In 2014, the resident artist and sculptor at the British Ironwork Centre in Oswestry, Alfie Bradley, began the Save a Life Surrender Your Knife project. Two years later and the Knife Angel Statue, created as a national monument against violence and aggression, is almost finished. It is a 27ft high sculpture, created with 100,000 knives surrendered and collected in nationwide amnesties in 2015/2016.
Police recorded offences involving the use of knives or sharp instruments increased by 9 per cent to 29,306 offences last year. The largest contributor to the total rise was West Midlands Police, accounting for 18 per cent of the increase. We have seen a general downward trend over the longer-term, but these weapons are often used in a number of terrible crimes, including attempted murder, robbery and assault with injury or intent to cause serious harm.
The British Ironwork Centre began the project to raise awareness of the issue of knife crime throughout the UK and supplied knife banks to the 43 police forces across the country, including Northern Ireland, Wales and Scotland. 37 police forces have now contributed, including West Mercia. The campaign has gone on to succeed its first pledge in providing sufficient amnesty/surrender bins and banks to accomplish the removal of the 100,000 street knives. The second pledge was to ensure that all 43 police constabularies donated weaponry from their areas. The Centre have still to persuade some forces to support the national campaign thoroughly with the contribution of their weapons. I look forward to seeing the time when knives have been taken off the streets in all constabularies.

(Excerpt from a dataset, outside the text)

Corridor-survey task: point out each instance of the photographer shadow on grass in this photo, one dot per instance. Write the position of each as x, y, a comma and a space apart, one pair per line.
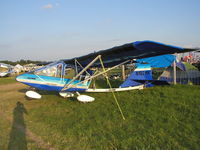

I last saw the statue when the centre hosted the Roads Minister in May. Even seeing it half completed, it was horrific to consider just how many knives have been used to make this statue and seeing it in person is truly shocking. The Chairman of the BIC, Clive Knowles, Alfie Bradley and the 37 police forces should be congratulated for their work.
The Centre have declared that without ensuring that the monument has genuinely facilitated and inspired forces to initiate amnesties and surrenders, it will not release the monument to the country.
The Fourth Plinth in Trafalgar Square was built in 1841 and was meant to hold a statue of William IV but, due to insufficient funds, remained empty. It now hosts a series of commissioned works by internationally renowned artists.
The campaign, having reached 100,000 knives, has now pledged to continue until they reach a quarter of a million. Their next campaign will involve assisting UK forces in the surrender of firearms and creating a new monument.
The Knife Angel Statue is the only memorial ever created with the Home Office and so many police forces working together. It deserves to be on the Fourth Plinth. The statue was created to raise awareness of knife crime and there can be no better place for it than one of the most prominent spots in our capital city.